Personal information
- Nationality: British
- Born: 1990 (age 35–36) London, United Kingdom

Sport
- Sport: Orienteering

Medal record
Men's orienteering
Representing United Kingdom
World Championships
| Silver medal – second place | 2022 Triangle Region | Sprint Relay |
World Games
| Bronze medal – third place | 2022 Birmingham | Sprint Relay |

= Ralph Street =

British orienteering competitor

Ralph Street (born 1990) is a British orienteering competitor. He was part of the British team that came second in the sprint relay at the 2022 World Orienteering Championships. His team included Megan Carter Davies, Kris Jones and Charlotte Ward.

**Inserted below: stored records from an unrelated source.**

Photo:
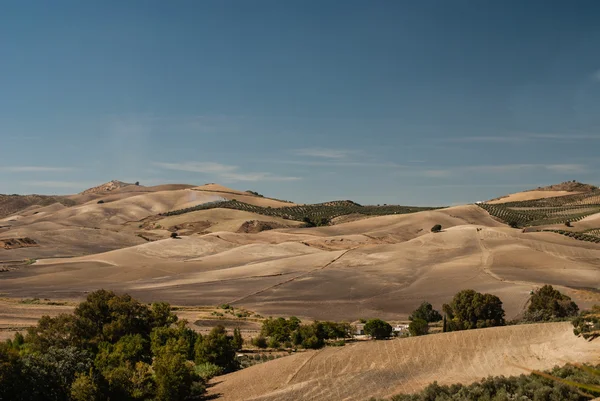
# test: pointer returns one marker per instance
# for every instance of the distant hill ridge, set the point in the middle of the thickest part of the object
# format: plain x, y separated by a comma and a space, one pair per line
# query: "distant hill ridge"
106, 187
569, 186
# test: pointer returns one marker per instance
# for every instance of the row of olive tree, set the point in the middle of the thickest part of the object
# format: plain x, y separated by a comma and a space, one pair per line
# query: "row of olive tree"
114, 348
470, 309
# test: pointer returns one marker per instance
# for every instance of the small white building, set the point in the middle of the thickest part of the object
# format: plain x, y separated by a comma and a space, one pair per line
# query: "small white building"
359, 329
399, 329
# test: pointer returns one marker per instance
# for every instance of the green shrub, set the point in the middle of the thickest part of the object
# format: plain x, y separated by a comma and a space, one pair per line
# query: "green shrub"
208, 370
260, 342
547, 304
472, 310
427, 313
378, 329
418, 327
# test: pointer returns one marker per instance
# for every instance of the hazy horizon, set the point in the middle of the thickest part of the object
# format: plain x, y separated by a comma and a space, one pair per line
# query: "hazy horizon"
429, 103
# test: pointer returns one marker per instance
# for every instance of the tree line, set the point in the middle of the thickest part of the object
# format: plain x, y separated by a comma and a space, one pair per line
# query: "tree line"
114, 348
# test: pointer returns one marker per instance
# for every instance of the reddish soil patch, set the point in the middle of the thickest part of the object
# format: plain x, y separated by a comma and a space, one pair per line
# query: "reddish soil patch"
15, 243
256, 226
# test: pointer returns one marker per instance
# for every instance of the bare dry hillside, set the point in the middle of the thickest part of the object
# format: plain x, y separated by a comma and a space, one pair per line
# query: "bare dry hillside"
384, 368
381, 266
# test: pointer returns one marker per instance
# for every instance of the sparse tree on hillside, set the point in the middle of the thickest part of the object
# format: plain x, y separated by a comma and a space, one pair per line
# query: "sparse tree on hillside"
426, 312
470, 309
436, 229
378, 329
547, 303
418, 327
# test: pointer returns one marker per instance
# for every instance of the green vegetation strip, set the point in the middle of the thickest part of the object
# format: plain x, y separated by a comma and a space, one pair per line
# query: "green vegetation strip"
516, 216
315, 213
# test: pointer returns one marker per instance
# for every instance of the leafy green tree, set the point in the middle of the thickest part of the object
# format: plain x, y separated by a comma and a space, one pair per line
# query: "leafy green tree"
260, 342
127, 351
238, 340
472, 310
547, 303
217, 348
11, 373
280, 328
52, 332
143, 386
378, 329
587, 324
84, 388
162, 315
105, 316
208, 370
427, 313
418, 327
174, 376
49, 375
179, 336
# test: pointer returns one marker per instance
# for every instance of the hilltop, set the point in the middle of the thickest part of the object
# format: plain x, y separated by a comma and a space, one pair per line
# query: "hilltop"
335, 260
569, 186
386, 368
198, 247
106, 187
550, 191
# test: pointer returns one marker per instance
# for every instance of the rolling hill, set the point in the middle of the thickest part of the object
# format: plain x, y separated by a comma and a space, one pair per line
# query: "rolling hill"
385, 368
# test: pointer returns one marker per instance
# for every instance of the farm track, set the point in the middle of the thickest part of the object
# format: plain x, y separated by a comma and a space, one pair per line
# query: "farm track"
384, 368
292, 279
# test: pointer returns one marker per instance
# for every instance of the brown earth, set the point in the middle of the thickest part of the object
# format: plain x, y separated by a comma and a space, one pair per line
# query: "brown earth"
15, 243
385, 368
257, 226
361, 267
382, 266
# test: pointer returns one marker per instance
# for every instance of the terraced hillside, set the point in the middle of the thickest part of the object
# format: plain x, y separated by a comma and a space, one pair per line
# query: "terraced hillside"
321, 212
385, 368
546, 211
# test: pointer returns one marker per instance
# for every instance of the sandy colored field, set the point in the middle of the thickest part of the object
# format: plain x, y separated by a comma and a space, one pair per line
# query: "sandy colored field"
222, 219
381, 266
91, 228
530, 195
241, 196
384, 368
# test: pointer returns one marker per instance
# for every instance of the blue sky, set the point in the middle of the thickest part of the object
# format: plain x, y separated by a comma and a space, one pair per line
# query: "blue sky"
429, 102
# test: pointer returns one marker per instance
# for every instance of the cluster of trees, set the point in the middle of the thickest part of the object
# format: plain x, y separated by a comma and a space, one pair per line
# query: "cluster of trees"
587, 324
316, 221
470, 309
114, 348
523, 387
547, 304
291, 332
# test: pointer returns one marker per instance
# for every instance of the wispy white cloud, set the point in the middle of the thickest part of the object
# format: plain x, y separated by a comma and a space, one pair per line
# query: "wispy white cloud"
563, 137
334, 163
494, 169
35, 169
58, 184
487, 139
198, 167
324, 153
227, 173
524, 137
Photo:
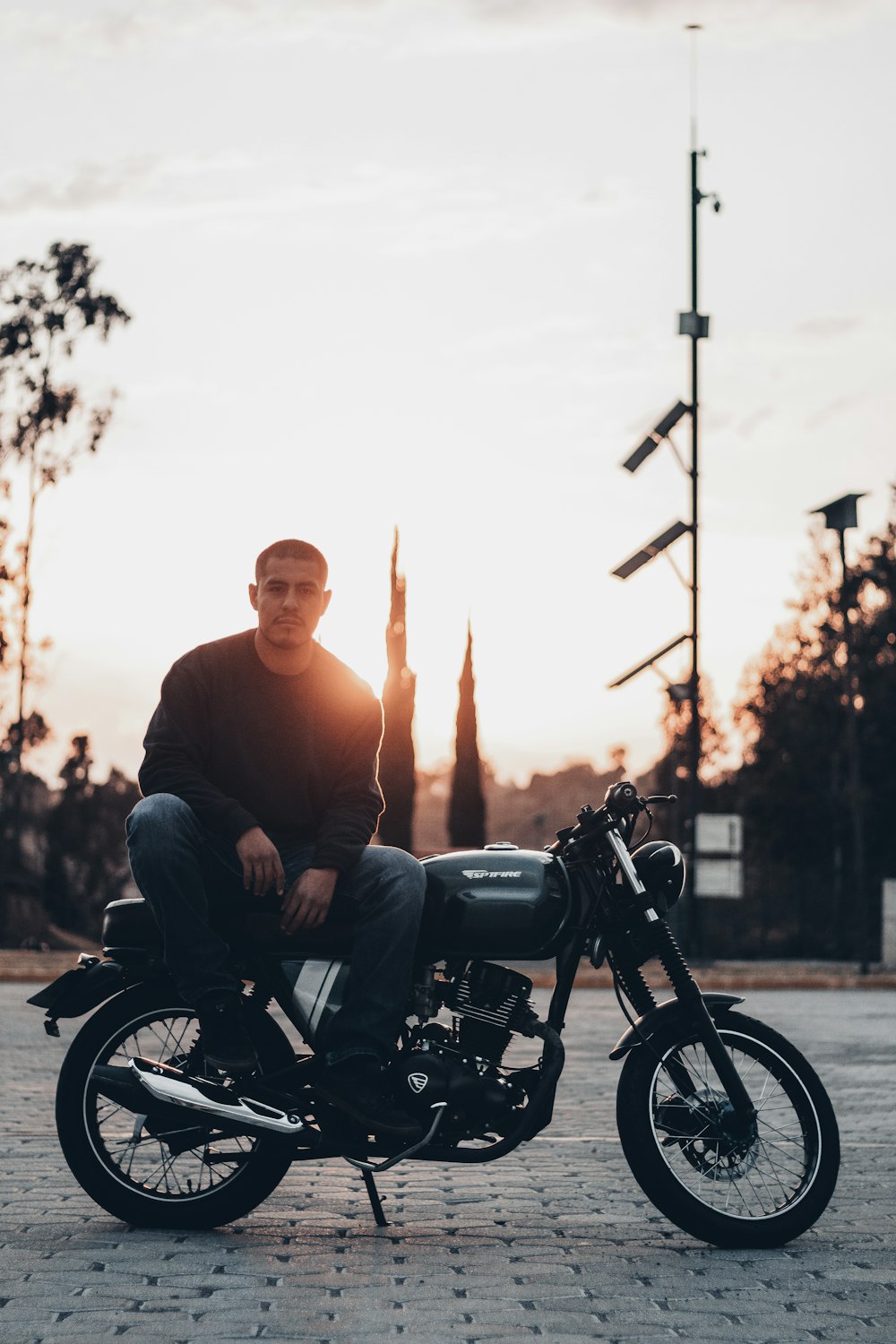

Street has competed for Baekkelagets SK in Norway, Sodertalje Nykvarn Orientering and Nydalens in Sweden and South London Orienteers. He has also competed for Sheffield University Orienteering Club.

Street's favourite orienteering competition is the Jukola Relay in Finland.

Street started orienteering at the age of nine. His first orienteering event was Highland '99, running alongside the 1999 World Orienteering Championships where Yvette Baker won Britain's first gold medal. When growing up, his major inspirations were British orienteers such as Yvette Baker, Heather Monro, Jamie Stevenson and Jon Duncan. He first competed for Great Britain at the European Youth Orienteering Championships in 2007.

After graduating with a degree in Geography and Town Planning from the University of Sheffield in 2012, Street moved to Sweden before moving to Norway. As of 2022, Street lives in Oslo and works in IT Support.